Dears-waiting on a baby at the birth center. My dear Diane is in town and she is home with the dog and the cats. We're going to the coast tomorrow for a few days and I suspect with the way things are going right now, I will be stumbling home in the daylight. Only a few more weeks of this on-call business.
We are living in unspeakable times. I sit down to write more of my thesis and just stare at the computer screen. The Sunday NYT last week was covered with a weird Calvin Kline ad and when I folded the page down, the front page of the paper had a young boy touching the face of his dead sister while she was wrapped in her shroud.
I needed Diane to hold me while I cried for a long time. Unbearable, it is all unbearable.
Dinner with friends yesterday. We went around the table and said three things we were grateful for. Friends, family, food and shelter, safety.

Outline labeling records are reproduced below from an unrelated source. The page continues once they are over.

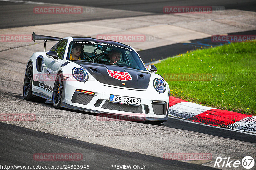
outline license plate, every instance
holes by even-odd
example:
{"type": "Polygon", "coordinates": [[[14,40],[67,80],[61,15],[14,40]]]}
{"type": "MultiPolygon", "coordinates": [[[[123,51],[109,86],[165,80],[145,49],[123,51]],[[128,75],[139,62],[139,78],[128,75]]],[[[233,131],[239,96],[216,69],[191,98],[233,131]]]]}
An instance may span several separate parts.
{"type": "Polygon", "coordinates": [[[109,99],[110,102],[133,106],[140,105],[140,99],[139,98],[114,95],[110,95],[109,99]]]}

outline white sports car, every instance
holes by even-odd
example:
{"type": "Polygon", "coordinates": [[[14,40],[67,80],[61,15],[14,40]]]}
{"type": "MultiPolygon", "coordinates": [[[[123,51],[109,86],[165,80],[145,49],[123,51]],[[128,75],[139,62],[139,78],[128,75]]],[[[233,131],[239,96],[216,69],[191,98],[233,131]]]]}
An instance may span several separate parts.
{"type": "MultiPolygon", "coordinates": [[[[26,68],[25,100],[52,101],[61,107],[125,115],[161,123],[167,119],[169,89],[150,65],[148,71],[132,47],[91,37],[35,35],[44,51],[34,53],[26,68]],[[45,51],[47,41],[58,41],[45,51]]],[[[138,120],[138,119],[137,119],[138,120]]]]}

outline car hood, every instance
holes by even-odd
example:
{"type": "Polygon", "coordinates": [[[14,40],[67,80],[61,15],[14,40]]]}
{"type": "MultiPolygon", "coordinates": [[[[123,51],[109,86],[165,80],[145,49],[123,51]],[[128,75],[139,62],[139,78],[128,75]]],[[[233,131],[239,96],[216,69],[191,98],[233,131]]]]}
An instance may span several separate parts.
{"type": "Polygon", "coordinates": [[[118,66],[81,61],[75,62],[84,68],[97,81],[103,84],[141,89],[146,89],[148,87],[150,74],[147,71],[118,66]]]}

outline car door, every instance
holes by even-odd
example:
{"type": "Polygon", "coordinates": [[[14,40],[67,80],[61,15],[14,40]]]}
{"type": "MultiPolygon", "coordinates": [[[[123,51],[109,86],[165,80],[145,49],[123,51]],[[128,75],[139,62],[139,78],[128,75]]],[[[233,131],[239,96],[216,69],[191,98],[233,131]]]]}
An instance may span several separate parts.
{"type": "Polygon", "coordinates": [[[57,52],[59,60],[55,62],[52,59],[46,57],[42,64],[44,72],[44,80],[43,82],[44,93],[49,97],[52,96],[53,85],[57,70],[60,67],[60,63],[62,62],[64,57],[64,53],[67,46],[67,40],[65,39],[58,42],[50,51],[57,52]]]}

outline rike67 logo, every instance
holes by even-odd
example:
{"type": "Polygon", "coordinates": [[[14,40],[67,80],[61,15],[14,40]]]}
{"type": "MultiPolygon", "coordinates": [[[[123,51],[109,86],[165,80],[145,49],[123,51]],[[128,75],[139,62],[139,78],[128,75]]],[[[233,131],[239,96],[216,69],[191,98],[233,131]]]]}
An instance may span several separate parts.
{"type": "Polygon", "coordinates": [[[126,81],[132,80],[132,77],[128,72],[115,71],[107,70],[109,76],[122,81],[126,81]]]}
{"type": "Polygon", "coordinates": [[[231,161],[230,157],[224,158],[221,157],[217,157],[213,167],[219,168],[220,166],[222,168],[236,168],[239,167],[242,165],[244,168],[249,169],[253,167],[254,163],[254,159],[250,156],[244,157],[242,159],[242,161],[239,160],[231,161]]]}

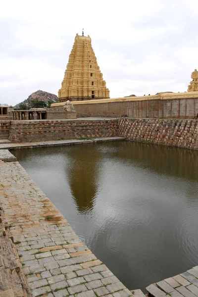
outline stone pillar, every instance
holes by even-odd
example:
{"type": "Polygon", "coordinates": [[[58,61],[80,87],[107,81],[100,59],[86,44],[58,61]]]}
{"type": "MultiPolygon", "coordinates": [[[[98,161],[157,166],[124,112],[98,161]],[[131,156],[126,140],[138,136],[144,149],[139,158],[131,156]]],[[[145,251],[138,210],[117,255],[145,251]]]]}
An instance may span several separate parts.
{"type": "Polygon", "coordinates": [[[34,120],[37,120],[37,119],[38,119],[37,112],[36,112],[36,111],[35,111],[34,112],[34,120]]]}

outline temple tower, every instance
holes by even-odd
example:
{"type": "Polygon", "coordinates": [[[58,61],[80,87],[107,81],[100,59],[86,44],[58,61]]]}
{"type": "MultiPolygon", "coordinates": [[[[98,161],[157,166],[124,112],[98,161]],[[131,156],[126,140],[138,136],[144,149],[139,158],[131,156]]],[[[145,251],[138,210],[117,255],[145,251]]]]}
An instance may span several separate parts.
{"type": "Polygon", "coordinates": [[[195,69],[195,71],[191,74],[191,78],[193,80],[190,83],[188,88],[188,92],[198,91],[198,71],[195,69]]]}
{"type": "Polygon", "coordinates": [[[90,36],[76,34],[69,55],[59,102],[109,98],[109,91],[102,78],[90,36]]]}

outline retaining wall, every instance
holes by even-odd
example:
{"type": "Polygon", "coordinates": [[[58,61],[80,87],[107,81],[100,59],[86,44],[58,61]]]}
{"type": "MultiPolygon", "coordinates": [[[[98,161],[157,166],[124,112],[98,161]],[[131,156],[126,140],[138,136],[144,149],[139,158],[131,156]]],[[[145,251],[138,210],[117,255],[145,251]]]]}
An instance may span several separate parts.
{"type": "Polygon", "coordinates": [[[7,139],[9,136],[11,121],[0,119],[0,140],[7,139]]]}
{"type": "Polygon", "coordinates": [[[9,140],[14,143],[116,136],[117,119],[12,121],[9,140]]]}
{"type": "Polygon", "coordinates": [[[198,149],[198,121],[164,119],[118,119],[119,136],[136,141],[198,149]]]}
{"type": "MultiPolygon", "coordinates": [[[[127,100],[127,99],[126,99],[127,100]]],[[[104,103],[75,103],[77,113],[92,116],[191,118],[198,112],[198,98],[153,99],[104,103]]]]}

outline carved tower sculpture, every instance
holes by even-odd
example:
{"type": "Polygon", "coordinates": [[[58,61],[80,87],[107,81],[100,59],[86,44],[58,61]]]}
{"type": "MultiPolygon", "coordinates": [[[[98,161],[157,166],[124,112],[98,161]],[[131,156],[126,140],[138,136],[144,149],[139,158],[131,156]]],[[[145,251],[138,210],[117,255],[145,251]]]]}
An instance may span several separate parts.
{"type": "Polygon", "coordinates": [[[198,91],[198,71],[195,69],[195,71],[191,74],[191,78],[193,80],[190,83],[188,88],[188,92],[198,91]]]}
{"type": "Polygon", "coordinates": [[[109,91],[102,78],[90,36],[76,34],[61,88],[59,102],[109,98],[109,91]]]}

I can feel the top of this baby's head with my fingers. Her little round head. I'm not sure this momma can complete her labor without pain relief. We will wait for her to ask to be transferred. She may tough it out. We never know when we sit with a mother in labor what she will do, what lengths she will go to, what pain she can tolerate. I'm surprised all the time. When I think a mother can't go on, she surprises me and muscles that baby out.
I did. A long time ago. I was 22 and stubborn. Tough. On a mission. But labor is a proving ground. A crucible if you will. We bring all our fears and doubts and questions to birth. And we birth the way we have to. There is no right way. We are bent to the will of the force moving through us.

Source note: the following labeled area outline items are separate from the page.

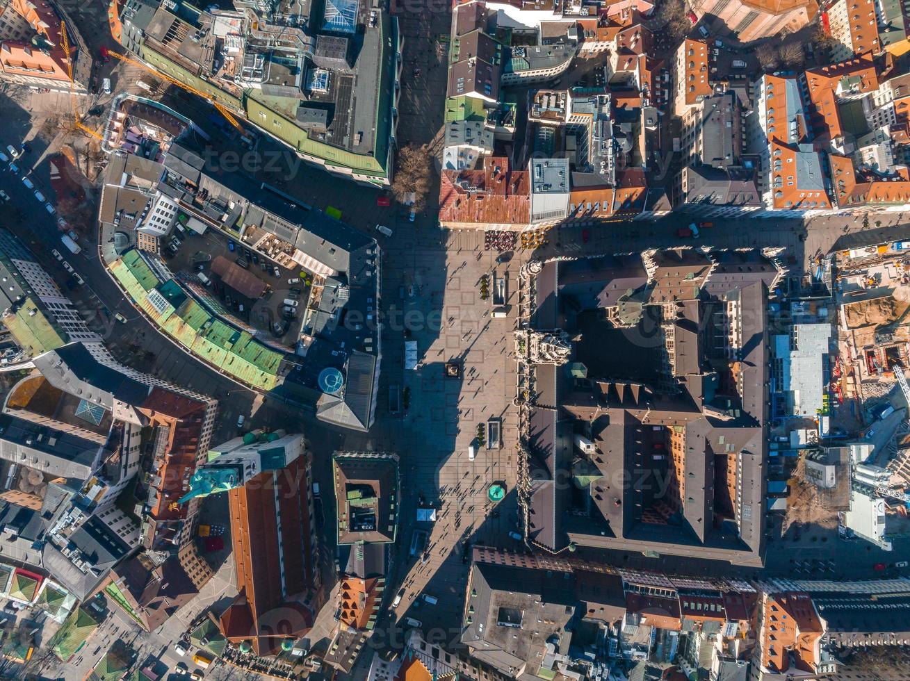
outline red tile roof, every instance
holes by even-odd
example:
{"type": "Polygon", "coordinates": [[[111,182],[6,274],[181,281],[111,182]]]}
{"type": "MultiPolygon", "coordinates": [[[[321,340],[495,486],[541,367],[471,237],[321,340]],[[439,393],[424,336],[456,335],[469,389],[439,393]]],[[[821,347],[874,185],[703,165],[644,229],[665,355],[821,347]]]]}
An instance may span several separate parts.
{"type": "Polygon", "coordinates": [[[878,52],[878,20],[875,0],[844,0],[847,5],[847,23],[855,55],[878,52]],[[855,7],[855,9],[854,9],[855,7]]]}
{"type": "Polygon", "coordinates": [[[505,157],[486,158],[482,170],[444,170],[440,223],[521,225],[531,220],[527,171],[511,170],[505,157]]]}
{"type": "Polygon", "coordinates": [[[771,166],[774,208],[812,210],[831,207],[831,200],[824,189],[824,177],[822,176],[821,156],[817,151],[773,140],[771,166]]]}
{"type": "Polygon", "coordinates": [[[828,160],[834,198],[839,207],[910,203],[910,171],[905,165],[895,166],[893,170],[896,176],[884,179],[872,174],[861,175],[849,157],[832,154],[828,160]]]}
{"type": "Polygon", "coordinates": [[[312,556],[305,557],[309,547],[306,487],[298,484],[306,479],[306,463],[307,457],[300,456],[277,474],[261,473],[228,492],[239,593],[221,616],[221,629],[232,642],[250,641],[258,655],[272,653],[284,637],[299,637],[313,624],[312,612],[300,603],[312,586],[305,570],[312,566],[312,556]],[[277,619],[284,624],[276,627],[277,619]]]}
{"type": "Polygon", "coordinates": [[[708,73],[708,45],[703,40],[686,38],[679,46],[682,57],[680,87],[686,104],[695,104],[700,97],[711,95],[708,73]]]}
{"type": "Polygon", "coordinates": [[[867,93],[878,89],[878,75],[872,55],[865,54],[829,66],[805,72],[809,100],[814,107],[812,125],[818,140],[831,140],[844,135],[837,110],[838,86],[842,78],[859,78],[858,89],[867,93]]]}
{"type": "Polygon", "coordinates": [[[814,672],[819,662],[818,639],[824,629],[812,596],[797,592],[768,596],[763,615],[762,666],[785,672],[792,651],[796,668],[814,672]]]}

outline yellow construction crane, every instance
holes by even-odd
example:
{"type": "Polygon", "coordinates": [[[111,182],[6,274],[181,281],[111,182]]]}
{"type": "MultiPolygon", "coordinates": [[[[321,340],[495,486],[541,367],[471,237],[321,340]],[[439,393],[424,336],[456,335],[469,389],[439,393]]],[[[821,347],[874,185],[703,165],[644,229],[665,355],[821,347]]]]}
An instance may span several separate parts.
{"type": "Polygon", "coordinates": [[[208,102],[212,106],[214,106],[216,109],[217,109],[218,112],[221,114],[221,115],[223,115],[225,118],[228,119],[228,121],[230,123],[230,125],[232,125],[234,127],[236,127],[241,133],[243,133],[243,134],[246,135],[247,131],[243,129],[243,127],[240,125],[239,123],[237,122],[237,118],[235,118],[234,115],[230,113],[230,110],[227,106],[225,106],[224,105],[218,103],[215,99],[215,97],[213,97],[211,95],[208,95],[207,93],[204,93],[201,90],[197,90],[195,87],[193,87],[192,85],[187,85],[186,83],[181,83],[177,78],[172,78],[167,74],[162,73],[161,71],[158,71],[156,68],[152,68],[147,64],[143,64],[142,62],[137,61],[136,59],[133,59],[132,57],[125,56],[124,55],[118,55],[117,53],[114,52],[113,50],[107,50],[107,54],[110,55],[113,57],[116,57],[116,59],[119,59],[122,62],[126,62],[126,64],[132,64],[134,66],[138,66],[141,69],[145,69],[146,71],[147,71],[148,73],[152,74],[153,75],[167,81],[172,85],[177,85],[177,87],[180,87],[180,88],[186,90],[188,93],[191,93],[193,95],[196,95],[197,96],[202,97],[207,102],[208,102]]]}
{"type": "Polygon", "coordinates": [[[66,37],[66,22],[65,21],[60,22],[60,42],[63,45],[63,51],[66,55],[66,68],[69,71],[69,101],[73,105],[73,120],[76,123],[76,127],[100,141],[104,138],[92,128],[84,125],[79,116],[79,106],[76,103],[76,93],[73,92],[73,59],[70,55],[69,38],[66,37]]]}

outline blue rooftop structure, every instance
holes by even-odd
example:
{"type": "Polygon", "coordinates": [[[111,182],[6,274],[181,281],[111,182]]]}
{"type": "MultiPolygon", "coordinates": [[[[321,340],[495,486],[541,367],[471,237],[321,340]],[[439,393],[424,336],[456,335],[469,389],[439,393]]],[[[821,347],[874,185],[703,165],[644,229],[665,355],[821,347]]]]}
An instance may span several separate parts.
{"type": "Polygon", "coordinates": [[[353,34],[357,32],[358,0],[326,0],[322,20],[325,31],[353,34]]]}

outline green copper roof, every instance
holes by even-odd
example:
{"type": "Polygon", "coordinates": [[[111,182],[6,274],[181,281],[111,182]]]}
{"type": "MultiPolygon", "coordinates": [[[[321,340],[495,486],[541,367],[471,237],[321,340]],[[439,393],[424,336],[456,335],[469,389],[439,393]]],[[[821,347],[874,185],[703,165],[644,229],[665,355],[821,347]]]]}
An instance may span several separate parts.
{"type": "Polygon", "coordinates": [[[53,616],[60,612],[60,608],[63,606],[66,599],[66,592],[47,585],[45,586],[45,590],[41,592],[41,596],[38,596],[38,605],[53,616]]]}
{"type": "Polygon", "coordinates": [[[189,492],[177,501],[183,504],[190,499],[227,492],[243,485],[240,466],[203,466],[189,478],[189,492]]]}
{"type": "Polygon", "coordinates": [[[449,97],[446,100],[446,123],[452,121],[485,121],[483,102],[476,97],[449,97]]]}
{"type": "Polygon", "coordinates": [[[26,298],[15,314],[4,317],[4,323],[27,355],[41,355],[66,345],[66,334],[31,298],[26,298]]]}
{"type": "Polygon", "coordinates": [[[284,447],[259,450],[259,465],[264,471],[277,471],[285,467],[284,447]]]}
{"type": "Polygon", "coordinates": [[[160,283],[158,277],[155,275],[151,267],[142,259],[142,255],[139,255],[139,251],[136,249],[131,248],[126,251],[120,256],[120,259],[130,274],[139,283],[139,285],[145,290],[149,291],[160,283]]]}
{"type": "Polygon", "coordinates": [[[37,580],[25,576],[20,572],[14,573],[13,584],[9,589],[10,597],[31,603],[37,590],[37,580]]]}
{"type": "Polygon", "coordinates": [[[203,619],[202,624],[189,635],[189,640],[197,647],[205,648],[216,657],[224,655],[225,648],[228,646],[228,641],[218,631],[218,626],[208,617],[203,619]]]}
{"type": "Polygon", "coordinates": [[[96,628],[98,623],[87,610],[81,606],[76,608],[51,638],[51,652],[66,662],[85,645],[96,628]]]}

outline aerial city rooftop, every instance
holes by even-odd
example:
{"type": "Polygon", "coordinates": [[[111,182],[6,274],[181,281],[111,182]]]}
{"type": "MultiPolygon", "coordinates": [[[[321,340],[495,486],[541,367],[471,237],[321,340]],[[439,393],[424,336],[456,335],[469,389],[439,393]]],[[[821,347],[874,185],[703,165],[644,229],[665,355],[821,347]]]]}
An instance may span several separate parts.
{"type": "Polygon", "coordinates": [[[910,17],[0,0],[0,677],[910,677],[910,17]]]}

"My legs were towers between which
a new world was passing..."
----Audre Lorde
4 comments:
The images filling my social media feeds are unbearable and I, too, find myself weeping. And yet even as I leave this comment I hear my 6 month old grand niece in the next room babbling happily and I don’t know how hold both truths sometimes, yet I must do it. It is always good to visit you here, where light and goodness live.
Oh, dear Beth. I am wondering if that mama was able to push that baby out on her own. I always worried so about those long protracted labors where the uterus would get so exhausted. The possibility of postpartum hemorrhage loomed large in my mind. I remember a birth I assisted where the mama was the bravest, strongest woman. She was small, her belly large. She labored and she labored and she labored, walking all the time, silent, determined. The midwife even took her to a chiropractor for an adjustment and possible acupuncture? I can't remember about that. It did no good. Finally, I took the woman aside and said, "Do you want to go to the hospital?" It was not my place to ask her that but as the churchy people down here say, "The Lord put it on my heart to ask her."
She did. She wanted to go. But she'd been afraid to say it.
Well, I can't believe I even remember that story.
Have a restorative and joyful time on the coast with your Diane.
I love you.
I love you Mary.
Yes, it is unbearable and impossible. I hope that baby and mother are doing well now. I can imagine that they are with you as the shepherd ushering or helping to usher in new life.